Web Interface of ICSCB(A) The ICSCB search page. Any keyword related to cell lines (including cell line name, disease name, gender, and so on) can be used to perform an instant search.(B) The ICSCB results page. Matched or partially matched cell lines are listed according to MIACARM terms. To check the details of the cell lines, the user can click on the stem cell ID, which is linked to the original source of cell line information.
Data Coverage
ICSCB covers more data than any other stem cell line repository available. The integration of all major data resources allows us to check the current state of stem cell research in the world (Figure 2). Although we recognize redundancies in the data, according to our statistics, iPSC lines constitute more than 80% of all cell lines, and the ratio of healthy to diseased donors is approximately 3 to 2 (Figures 2A and 2B). The total number of countries from which cell lines can be retrieved is 39 (as of December 6, 2020), of which the top 9 countries identified in SKIP and hPSCreg are (in descending order) the United Kingdom, the United States, Japan, Germany, China, Spain, Sweden, Denmark, and Taiwan (Figure 2C). In addition, as the number of iPSC lines generated from patient donors has been growing recently, ICSCB supports disease-oriented searches to help users find all disease-related stem cell lines by using disease names.
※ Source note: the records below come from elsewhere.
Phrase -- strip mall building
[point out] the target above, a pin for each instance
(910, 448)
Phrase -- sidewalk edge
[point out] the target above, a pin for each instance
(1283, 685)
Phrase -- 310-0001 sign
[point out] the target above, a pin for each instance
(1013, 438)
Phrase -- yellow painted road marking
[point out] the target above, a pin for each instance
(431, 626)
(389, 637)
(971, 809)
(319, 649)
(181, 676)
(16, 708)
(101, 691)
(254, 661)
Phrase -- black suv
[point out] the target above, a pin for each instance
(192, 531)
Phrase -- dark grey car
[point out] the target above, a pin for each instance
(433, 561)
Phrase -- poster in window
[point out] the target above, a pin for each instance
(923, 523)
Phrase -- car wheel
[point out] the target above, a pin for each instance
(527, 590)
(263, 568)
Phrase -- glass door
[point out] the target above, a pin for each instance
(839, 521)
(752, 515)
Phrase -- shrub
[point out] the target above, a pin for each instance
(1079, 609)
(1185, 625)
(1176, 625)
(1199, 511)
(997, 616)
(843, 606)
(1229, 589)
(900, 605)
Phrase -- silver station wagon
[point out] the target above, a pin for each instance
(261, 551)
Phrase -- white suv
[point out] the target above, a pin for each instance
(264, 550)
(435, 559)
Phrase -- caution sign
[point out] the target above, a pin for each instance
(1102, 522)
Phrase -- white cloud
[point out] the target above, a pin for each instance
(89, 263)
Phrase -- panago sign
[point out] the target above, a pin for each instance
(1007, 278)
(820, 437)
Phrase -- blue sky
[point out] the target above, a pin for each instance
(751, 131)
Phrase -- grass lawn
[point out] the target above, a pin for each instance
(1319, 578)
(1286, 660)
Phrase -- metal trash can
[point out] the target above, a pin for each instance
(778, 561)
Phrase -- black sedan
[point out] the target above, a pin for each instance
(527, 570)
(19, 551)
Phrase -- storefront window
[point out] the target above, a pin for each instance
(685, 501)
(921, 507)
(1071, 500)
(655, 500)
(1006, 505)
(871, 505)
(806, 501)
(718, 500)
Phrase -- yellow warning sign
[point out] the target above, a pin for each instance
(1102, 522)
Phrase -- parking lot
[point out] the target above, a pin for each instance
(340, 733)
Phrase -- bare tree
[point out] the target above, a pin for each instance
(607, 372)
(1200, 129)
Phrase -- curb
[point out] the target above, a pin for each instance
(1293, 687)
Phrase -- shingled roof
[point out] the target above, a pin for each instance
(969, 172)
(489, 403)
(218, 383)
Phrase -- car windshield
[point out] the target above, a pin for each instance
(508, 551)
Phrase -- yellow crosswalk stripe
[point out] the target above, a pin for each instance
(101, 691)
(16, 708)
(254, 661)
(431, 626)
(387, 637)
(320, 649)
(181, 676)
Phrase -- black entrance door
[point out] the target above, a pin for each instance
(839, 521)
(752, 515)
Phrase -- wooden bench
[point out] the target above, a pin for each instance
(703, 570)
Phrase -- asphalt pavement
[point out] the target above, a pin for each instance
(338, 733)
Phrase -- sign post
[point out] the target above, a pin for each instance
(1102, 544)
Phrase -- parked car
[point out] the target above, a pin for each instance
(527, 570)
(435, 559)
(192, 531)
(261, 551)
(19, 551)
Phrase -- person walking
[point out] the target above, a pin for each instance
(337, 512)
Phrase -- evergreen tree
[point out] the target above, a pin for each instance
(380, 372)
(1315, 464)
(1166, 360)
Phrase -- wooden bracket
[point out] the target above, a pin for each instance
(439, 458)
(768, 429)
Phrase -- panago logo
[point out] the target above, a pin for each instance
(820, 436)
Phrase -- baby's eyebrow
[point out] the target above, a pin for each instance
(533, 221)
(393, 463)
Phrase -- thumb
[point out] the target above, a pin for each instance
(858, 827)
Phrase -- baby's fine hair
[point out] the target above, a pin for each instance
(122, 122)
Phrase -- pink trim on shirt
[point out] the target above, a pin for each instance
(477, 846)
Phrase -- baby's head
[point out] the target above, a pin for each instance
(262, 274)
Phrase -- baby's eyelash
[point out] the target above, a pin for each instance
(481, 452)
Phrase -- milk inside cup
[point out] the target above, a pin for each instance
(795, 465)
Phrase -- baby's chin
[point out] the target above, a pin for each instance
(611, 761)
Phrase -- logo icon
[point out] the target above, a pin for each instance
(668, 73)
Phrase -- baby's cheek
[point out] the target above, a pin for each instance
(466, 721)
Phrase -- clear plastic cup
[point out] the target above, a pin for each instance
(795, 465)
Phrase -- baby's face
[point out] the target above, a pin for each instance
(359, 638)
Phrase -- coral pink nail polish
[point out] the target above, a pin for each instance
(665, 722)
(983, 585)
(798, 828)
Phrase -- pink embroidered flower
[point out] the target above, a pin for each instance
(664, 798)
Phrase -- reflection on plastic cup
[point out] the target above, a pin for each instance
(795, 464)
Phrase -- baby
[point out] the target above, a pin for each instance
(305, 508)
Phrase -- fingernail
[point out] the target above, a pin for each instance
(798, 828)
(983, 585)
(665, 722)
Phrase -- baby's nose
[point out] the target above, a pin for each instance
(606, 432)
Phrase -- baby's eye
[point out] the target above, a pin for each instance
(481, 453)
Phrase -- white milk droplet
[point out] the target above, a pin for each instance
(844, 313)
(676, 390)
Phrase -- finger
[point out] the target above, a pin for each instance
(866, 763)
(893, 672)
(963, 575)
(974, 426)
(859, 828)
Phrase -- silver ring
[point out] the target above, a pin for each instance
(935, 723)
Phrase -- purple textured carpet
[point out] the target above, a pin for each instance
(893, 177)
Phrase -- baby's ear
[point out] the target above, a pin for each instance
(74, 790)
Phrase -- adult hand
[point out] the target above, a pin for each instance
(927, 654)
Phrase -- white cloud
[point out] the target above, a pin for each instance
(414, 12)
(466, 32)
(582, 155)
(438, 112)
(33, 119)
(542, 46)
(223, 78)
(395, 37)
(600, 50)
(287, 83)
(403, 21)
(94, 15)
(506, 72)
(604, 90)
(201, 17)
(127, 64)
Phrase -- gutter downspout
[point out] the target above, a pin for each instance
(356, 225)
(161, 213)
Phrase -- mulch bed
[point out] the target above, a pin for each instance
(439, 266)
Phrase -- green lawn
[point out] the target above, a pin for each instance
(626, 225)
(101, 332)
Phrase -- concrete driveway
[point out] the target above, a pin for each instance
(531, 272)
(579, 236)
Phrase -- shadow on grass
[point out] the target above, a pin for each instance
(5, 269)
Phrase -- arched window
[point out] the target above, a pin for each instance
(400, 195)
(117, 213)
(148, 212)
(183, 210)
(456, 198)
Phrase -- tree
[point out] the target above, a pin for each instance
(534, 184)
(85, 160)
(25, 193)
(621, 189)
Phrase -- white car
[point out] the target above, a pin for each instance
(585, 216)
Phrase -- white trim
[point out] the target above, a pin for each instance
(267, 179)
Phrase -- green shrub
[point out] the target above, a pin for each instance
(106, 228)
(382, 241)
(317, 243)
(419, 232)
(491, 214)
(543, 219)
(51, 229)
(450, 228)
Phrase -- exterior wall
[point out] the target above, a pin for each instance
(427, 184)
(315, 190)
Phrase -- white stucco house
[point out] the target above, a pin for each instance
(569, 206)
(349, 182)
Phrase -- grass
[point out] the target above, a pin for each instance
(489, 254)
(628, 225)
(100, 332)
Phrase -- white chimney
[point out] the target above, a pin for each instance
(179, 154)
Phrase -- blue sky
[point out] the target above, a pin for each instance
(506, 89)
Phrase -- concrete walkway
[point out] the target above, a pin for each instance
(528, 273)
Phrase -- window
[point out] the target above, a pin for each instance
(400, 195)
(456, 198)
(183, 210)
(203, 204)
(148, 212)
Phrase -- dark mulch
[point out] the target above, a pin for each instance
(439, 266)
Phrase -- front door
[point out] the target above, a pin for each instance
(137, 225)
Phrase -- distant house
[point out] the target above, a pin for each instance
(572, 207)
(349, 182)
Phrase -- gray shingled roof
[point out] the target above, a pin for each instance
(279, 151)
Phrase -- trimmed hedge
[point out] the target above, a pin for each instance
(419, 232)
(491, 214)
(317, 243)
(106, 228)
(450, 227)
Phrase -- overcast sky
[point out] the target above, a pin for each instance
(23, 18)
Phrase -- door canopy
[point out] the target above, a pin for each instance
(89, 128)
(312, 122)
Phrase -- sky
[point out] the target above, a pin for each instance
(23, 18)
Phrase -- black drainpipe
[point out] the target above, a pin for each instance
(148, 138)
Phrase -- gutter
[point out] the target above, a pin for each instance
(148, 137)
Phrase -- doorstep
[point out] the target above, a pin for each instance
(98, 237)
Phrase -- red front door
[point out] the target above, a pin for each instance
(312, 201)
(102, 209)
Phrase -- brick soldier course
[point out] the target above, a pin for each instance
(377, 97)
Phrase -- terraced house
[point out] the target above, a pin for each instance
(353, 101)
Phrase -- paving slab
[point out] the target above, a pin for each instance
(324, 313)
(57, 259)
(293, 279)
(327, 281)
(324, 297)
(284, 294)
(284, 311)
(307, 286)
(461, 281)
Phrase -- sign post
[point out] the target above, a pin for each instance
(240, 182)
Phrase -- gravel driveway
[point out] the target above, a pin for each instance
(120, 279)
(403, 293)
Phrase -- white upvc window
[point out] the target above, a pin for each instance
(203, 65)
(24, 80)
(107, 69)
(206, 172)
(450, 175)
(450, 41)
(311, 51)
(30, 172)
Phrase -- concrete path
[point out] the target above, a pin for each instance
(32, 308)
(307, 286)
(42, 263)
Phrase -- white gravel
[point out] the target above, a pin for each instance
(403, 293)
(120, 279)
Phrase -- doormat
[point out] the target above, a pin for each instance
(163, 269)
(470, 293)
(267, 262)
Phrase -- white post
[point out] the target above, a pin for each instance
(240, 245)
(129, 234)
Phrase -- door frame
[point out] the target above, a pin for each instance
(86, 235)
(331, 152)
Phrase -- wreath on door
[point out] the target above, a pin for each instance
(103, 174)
The distribution of disease and disorder types is shown in Figure 2D.
Figure 2
Details of Cell Lines Collected by ICSCB
Cell line information is categorized as (A) stem cell type, (B) health/disease status of donor, (C) country that established the cell lines, and (D) disease category. ES cells, embryonic stem cells.
Details of Cell Lines Collected by ICSCBCell line information is categorized as (A) stem cell type, (B) health/disease status of donor, (C) country that established the cell lines, and (D) disease category. ES cells, embryonic stem cells.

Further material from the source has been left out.